Since you were virus positive at week 12, you might discuss with your doctor extending treatment beyond the normal 48 weeks for better treatment outcome. The Berg study shows better results with 72-weeks in the sub-group of patients were were virus positive at week 12 and virus negative at week 24. Of course, you should have a week 24 viral load test as well. If you're not negative by week 24, the treatment approach should be re-evaluated.
Berg study here: http://tinyurl.com/vyqjj


Be well,

-- Jim

My husband is HEP C 1B and stage 4 cirrhosis.  Please keep positive!!!! Some advice I can offer is as followed:


1.  Keep a positive attitude
2.  IF you are not on treatment discuss your treatment option with your doctor.
3.  If you smoke and drink STOP NOW
4.  Eat a well balanced diet and cut down on your protein
5.  Come to this web site often and ask questions and seek support
6.  Never give up hope, there are always new treatment options coming up every few years

I wish you luck!

Airborne's wife

Hi Mimi, hope you and Airborne are doing well.
Regarding protein, it is important what kind of protein you eat.
Each person should check with their doctor regarding this issue because your condition is important in determining what your protein intake should be.
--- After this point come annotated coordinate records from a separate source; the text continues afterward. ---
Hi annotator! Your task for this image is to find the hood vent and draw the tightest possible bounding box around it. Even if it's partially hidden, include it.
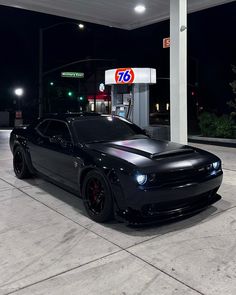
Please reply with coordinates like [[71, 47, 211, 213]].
[[150, 148, 195, 159]]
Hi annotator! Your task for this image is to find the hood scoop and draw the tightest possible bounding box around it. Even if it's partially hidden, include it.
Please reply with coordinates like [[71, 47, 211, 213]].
[[150, 148, 195, 159], [106, 143, 195, 160]]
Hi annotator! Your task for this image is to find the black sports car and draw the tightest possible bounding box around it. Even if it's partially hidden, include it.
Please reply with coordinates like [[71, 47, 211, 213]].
[[10, 113, 223, 222]]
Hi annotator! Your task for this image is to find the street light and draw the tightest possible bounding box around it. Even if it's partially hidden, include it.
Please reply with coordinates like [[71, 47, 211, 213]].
[[14, 88, 24, 97], [39, 22, 84, 118]]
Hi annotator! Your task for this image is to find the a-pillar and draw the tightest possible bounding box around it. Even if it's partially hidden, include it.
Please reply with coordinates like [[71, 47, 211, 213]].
[[170, 0, 187, 144]]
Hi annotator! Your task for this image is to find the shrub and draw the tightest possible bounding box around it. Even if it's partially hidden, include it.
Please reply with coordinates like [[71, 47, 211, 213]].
[[199, 113, 234, 138]]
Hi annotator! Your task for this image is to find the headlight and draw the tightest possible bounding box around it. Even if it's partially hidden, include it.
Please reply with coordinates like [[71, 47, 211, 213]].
[[136, 174, 147, 185], [212, 161, 220, 170]]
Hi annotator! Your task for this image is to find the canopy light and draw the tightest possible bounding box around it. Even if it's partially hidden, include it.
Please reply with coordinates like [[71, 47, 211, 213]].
[[78, 24, 84, 30], [134, 4, 146, 13], [136, 174, 147, 185], [14, 88, 24, 96]]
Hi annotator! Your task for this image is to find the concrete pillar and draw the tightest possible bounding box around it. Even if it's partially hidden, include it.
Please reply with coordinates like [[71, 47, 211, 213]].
[[170, 0, 187, 144], [132, 84, 149, 128]]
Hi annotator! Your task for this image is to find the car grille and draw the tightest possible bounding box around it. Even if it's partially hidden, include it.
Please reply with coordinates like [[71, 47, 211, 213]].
[[141, 188, 218, 217]]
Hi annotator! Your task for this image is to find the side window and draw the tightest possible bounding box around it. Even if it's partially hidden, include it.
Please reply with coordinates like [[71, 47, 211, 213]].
[[45, 120, 72, 142], [35, 120, 50, 136]]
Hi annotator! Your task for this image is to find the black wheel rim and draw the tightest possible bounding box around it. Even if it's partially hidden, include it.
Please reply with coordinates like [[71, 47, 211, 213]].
[[86, 177, 105, 215], [14, 151, 24, 174]]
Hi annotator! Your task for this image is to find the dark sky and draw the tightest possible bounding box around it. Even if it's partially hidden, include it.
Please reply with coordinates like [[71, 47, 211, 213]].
[[0, 2, 236, 115]]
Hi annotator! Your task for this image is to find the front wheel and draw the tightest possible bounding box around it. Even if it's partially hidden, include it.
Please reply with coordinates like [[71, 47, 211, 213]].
[[82, 170, 113, 222], [13, 146, 31, 179]]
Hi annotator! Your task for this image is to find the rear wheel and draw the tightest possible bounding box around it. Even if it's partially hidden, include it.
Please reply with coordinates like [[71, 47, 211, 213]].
[[13, 146, 30, 179], [82, 170, 113, 222]]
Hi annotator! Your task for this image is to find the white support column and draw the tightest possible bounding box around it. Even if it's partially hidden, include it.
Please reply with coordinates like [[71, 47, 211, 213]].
[[170, 0, 188, 144]]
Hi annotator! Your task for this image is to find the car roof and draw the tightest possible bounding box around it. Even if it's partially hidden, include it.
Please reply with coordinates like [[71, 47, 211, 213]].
[[41, 112, 110, 121]]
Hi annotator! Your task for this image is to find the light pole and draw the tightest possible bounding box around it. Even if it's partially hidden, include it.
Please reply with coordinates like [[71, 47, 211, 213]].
[[38, 22, 84, 118]]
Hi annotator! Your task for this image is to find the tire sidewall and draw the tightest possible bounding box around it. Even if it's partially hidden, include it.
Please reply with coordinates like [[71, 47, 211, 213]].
[[13, 146, 29, 179], [82, 170, 113, 223]]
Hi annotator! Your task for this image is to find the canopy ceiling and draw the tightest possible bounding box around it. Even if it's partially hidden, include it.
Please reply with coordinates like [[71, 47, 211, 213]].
[[0, 0, 233, 30]]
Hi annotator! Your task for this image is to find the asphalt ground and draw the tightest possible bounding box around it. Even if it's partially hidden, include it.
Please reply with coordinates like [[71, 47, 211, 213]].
[[0, 130, 236, 295]]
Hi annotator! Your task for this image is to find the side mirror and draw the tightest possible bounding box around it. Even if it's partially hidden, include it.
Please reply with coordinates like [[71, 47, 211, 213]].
[[49, 135, 62, 144]]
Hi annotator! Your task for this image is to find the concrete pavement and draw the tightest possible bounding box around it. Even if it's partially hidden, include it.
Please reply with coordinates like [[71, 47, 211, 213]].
[[0, 131, 236, 295]]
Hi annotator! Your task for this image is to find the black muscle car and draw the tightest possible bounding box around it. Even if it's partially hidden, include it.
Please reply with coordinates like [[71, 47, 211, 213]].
[[10, 113, 223, 223]]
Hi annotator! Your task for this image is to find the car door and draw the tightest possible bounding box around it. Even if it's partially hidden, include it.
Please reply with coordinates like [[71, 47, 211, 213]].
[[29, 120, 78, 189]]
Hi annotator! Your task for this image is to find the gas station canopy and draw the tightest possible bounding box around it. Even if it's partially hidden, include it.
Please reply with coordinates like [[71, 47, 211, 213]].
[[0, 0, 233, 30]]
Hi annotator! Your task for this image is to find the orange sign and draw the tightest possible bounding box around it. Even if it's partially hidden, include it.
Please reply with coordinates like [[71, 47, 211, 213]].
[[163, 37, 170, 48]]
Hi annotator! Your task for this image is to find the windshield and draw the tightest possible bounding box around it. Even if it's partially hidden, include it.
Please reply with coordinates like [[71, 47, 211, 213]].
[[73, 116, 146, 143]]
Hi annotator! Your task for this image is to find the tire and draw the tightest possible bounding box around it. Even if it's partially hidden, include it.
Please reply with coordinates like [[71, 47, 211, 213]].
[[82, 170, 113, 222], [13, 146, 31, 179]]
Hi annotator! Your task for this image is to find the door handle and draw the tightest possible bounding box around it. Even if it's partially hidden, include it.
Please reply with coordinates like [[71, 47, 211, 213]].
[[36, 138, 43, 145]]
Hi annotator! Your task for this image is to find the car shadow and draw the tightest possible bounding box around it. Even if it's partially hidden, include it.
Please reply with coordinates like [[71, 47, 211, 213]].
[[23, 178, 230, 238]]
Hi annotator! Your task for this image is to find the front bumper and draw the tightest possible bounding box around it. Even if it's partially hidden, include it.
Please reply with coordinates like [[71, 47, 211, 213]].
[[117, 172, 223, 224]]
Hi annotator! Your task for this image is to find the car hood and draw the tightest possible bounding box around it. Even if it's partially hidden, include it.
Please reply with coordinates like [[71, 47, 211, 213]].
[[86, 138, 214, 169]]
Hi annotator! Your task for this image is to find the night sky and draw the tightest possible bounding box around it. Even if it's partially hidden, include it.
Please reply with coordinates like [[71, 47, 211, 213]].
[[0, 2, 236, 119]]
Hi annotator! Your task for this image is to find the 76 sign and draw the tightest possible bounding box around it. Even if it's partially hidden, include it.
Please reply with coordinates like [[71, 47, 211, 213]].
[[115, 68, 134, 84]]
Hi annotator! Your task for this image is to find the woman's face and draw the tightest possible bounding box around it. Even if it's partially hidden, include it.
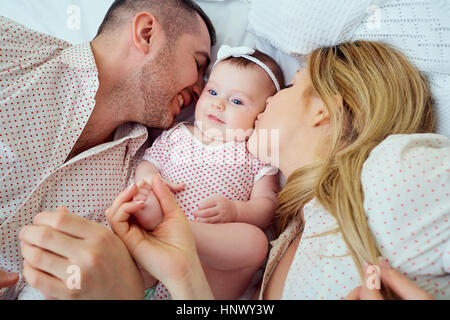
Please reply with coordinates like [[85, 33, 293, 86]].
[[248, 68, 329, 175]]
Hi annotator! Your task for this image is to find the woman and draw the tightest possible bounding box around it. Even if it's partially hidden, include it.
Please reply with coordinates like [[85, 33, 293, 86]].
[[108, 41, 450, 299]]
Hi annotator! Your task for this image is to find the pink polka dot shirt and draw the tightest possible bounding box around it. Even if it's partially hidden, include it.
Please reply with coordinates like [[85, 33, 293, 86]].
[[144, 124, 278, 300], [260, 134, 450, 299], [0, 17, 148, 299]]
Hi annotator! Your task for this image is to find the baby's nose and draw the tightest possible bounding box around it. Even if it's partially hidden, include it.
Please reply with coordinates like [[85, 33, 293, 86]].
[[214, 101, 225, 110]]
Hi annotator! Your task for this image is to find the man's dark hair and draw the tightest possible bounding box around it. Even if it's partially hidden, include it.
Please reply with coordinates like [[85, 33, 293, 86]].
[[96, 0, 216, 46]]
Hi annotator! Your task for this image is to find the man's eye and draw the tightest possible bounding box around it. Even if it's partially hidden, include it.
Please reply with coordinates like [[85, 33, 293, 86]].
[[231, 99, 242, 106]]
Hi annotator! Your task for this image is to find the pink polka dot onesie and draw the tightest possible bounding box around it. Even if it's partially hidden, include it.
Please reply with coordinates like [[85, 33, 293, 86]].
[[144, 124, 276, 299]]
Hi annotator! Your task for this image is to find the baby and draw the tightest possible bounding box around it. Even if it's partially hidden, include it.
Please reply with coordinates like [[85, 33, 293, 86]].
[[134, 46, 283, 299]]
Some people need to increase "good" proteins, others might need to decrease overall protein intake depending. Reduction of red meat is a good idea for any cirrhotic. In my case, I had to increase protein. Others might need to reduce. You might be able to get your doctor to give you a figure in grams that you can go by. Mine did and it helps me make sure I am getting enough daily. Some, it might help to limit their daily intake to know the amount in grams.

Here is an excerpt from protein intake info. I was given from my doctor for cirrhotic patients.
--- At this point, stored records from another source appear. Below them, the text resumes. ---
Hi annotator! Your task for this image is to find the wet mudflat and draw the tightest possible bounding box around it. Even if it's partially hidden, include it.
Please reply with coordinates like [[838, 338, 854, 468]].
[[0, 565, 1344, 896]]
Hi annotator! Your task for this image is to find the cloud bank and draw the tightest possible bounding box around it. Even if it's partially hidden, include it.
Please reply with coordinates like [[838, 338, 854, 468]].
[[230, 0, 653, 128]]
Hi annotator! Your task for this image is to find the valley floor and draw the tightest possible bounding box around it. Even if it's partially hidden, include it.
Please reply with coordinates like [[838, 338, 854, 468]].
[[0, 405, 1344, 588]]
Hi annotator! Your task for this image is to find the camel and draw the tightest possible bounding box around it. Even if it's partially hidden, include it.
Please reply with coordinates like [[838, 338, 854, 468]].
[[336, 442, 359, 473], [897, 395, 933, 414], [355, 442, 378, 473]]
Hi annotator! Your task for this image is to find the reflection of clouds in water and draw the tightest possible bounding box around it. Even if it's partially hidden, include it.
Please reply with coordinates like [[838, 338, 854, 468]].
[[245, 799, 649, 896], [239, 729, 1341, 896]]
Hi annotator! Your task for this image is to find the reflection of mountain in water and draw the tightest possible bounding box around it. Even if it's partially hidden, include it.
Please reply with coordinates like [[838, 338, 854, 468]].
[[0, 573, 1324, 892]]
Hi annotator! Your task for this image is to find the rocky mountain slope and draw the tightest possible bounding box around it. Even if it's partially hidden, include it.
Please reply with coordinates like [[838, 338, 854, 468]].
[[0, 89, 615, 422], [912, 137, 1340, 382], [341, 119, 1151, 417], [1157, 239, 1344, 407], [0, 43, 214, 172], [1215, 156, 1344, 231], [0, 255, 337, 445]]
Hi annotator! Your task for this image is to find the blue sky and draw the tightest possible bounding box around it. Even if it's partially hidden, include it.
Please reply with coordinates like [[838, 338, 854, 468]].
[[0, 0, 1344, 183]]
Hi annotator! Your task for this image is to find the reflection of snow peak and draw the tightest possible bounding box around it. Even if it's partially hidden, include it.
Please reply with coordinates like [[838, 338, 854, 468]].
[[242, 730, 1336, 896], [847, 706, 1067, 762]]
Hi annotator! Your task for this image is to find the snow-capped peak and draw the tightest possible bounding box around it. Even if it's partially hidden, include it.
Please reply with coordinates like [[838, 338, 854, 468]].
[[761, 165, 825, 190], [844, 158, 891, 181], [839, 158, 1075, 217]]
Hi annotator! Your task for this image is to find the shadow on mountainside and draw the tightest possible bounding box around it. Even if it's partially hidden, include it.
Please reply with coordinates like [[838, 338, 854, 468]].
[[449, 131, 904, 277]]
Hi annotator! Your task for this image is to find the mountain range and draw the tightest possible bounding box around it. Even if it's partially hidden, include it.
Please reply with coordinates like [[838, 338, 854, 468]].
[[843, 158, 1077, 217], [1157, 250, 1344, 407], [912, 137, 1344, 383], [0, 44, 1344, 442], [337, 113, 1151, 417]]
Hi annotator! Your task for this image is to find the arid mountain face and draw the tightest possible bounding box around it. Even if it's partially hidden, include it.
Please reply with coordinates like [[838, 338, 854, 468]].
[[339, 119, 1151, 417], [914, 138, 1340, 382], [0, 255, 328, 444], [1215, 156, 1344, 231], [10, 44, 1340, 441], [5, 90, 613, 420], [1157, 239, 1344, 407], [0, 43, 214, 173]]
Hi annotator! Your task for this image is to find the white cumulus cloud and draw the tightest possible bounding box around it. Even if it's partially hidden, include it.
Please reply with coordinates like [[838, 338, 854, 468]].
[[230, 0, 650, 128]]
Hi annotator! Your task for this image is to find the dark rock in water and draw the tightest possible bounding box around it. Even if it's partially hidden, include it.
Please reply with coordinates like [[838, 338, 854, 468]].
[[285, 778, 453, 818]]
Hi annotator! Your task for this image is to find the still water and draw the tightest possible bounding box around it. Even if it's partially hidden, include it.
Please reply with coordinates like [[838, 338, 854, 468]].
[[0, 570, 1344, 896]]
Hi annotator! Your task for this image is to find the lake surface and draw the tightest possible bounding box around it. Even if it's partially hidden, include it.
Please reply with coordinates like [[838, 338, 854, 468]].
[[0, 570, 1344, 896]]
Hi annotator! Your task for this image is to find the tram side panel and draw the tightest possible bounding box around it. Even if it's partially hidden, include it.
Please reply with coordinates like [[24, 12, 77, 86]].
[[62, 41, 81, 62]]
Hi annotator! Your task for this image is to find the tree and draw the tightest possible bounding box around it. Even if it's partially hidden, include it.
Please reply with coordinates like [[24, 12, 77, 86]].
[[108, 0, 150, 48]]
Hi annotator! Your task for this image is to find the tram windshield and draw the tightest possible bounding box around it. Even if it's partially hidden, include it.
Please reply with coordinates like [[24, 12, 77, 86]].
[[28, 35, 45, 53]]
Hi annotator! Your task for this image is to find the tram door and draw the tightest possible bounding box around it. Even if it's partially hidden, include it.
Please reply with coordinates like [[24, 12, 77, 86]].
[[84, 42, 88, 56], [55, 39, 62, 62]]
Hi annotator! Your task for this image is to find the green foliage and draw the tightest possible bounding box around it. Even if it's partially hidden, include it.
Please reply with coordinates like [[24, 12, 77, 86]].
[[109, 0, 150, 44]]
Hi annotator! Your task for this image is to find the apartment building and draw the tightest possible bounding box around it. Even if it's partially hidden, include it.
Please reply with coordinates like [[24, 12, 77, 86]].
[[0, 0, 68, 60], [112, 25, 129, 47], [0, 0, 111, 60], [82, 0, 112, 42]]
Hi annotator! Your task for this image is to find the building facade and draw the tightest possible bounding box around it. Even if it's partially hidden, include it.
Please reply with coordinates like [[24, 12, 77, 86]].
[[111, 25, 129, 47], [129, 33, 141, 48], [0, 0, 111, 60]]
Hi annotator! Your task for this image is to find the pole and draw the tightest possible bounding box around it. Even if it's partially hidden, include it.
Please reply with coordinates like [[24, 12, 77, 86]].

"You will continue to need adequate, but not excessive protein in your diet. Protein is needed for repair and maintenance of blood and body tissues, including liver tissue. Persons with cirrhosis tend to better tolerate the protein from dairy and plant sources than from meat sources, and therefore may benefit from a more vegetarian type diet. Daily protein needs in grams will vary according to your nutritional state. Your doctor can give you more specific guidelines on this according to your body weight and the status of your disease."

Does anyone know of any herbal antidepressants available that are liver safe? I would like to try something.